所以我有另一台桌面PC,它作为我的服务器,primesystem
和笔记本电脑作为我的客户端zerosystem
连接到它。它们分别作为我的ssh-server
和ssh-client
,并通过以太网(不是交叉)电缆连接。
我都遵循了这些教程中说明的说明:
Running an MPI Cluster within a LAN和Setting Up an MPICH2 Cluster in Ubuntu,只是我想使用python
的MPI实现,因此我使用mpi4py
来测试两台PC是否都可以使用MPI。
我在/cloud
中设置了一个目录primesystem
,该目录应在我的网络中共享,并按照第一个教程的指示安装在我的zerosystem
中(所以我也可以无需通过ssh
登录即可在两个系统中工作。
在服务器或primesystem
中,如果我运行示例helloworld脚本,它可以正常工作:
one@primesystem:/cloud$ mpirun -np 5 -hosts primesystem python -m mpi4py helloworld
Hello, World! I am process 0 of 5 on primesystem.
Hello, World! I am process 1 of 5 on primesystem.
Hello, World! I am process 2 of 5 on primesystem.
Hello, World!
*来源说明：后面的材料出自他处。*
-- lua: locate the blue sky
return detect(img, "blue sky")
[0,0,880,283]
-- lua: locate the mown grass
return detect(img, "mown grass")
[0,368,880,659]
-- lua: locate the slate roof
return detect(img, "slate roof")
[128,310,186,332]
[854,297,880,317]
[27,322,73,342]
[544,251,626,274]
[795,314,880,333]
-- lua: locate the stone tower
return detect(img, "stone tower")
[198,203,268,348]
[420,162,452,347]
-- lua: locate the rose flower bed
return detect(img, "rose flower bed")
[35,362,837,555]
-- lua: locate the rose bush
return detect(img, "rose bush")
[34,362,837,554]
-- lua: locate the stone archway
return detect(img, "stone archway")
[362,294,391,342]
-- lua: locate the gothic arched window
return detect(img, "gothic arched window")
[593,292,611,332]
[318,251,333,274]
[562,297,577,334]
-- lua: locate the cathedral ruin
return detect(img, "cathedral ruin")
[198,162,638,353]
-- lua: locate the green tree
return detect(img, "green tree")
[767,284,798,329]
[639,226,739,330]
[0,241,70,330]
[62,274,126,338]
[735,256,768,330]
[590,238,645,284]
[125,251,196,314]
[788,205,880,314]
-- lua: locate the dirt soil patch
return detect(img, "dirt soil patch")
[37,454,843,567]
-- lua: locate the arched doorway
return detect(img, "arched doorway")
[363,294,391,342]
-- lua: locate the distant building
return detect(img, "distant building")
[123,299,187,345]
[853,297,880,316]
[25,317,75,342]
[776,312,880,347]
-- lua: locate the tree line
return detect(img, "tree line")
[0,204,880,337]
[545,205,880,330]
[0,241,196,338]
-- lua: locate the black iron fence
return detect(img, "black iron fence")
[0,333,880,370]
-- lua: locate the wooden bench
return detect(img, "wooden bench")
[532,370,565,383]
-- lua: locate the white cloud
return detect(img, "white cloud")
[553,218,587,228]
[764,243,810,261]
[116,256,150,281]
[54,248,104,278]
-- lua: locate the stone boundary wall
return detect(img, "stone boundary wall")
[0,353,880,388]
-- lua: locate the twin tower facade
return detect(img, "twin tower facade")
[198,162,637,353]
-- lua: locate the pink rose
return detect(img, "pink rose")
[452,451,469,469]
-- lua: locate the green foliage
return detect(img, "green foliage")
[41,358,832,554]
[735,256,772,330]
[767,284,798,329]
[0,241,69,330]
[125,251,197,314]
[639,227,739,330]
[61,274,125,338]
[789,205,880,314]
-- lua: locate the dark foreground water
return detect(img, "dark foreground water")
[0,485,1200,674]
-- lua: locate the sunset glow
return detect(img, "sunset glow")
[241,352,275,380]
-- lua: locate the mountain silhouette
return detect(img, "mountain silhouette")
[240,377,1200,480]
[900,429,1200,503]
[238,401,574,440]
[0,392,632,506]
I am process 3 of 5 on primesystem.
Hello, World! I am process 4 of 5 on primesystem.
如果我通过主机zerosystem
运行它也是一样(但应该注意,由于使用zerosystem
的外部CPU,执行会有明显的延迟):
one@primesystem:/cloud$ mpirun -np 5 -hosts zerosystem python -m mpi4py helloworld
Hello, World! I am process 0 of 5 on zerosystem.
Hello, World! I am process 1 of 5 on zerosystem.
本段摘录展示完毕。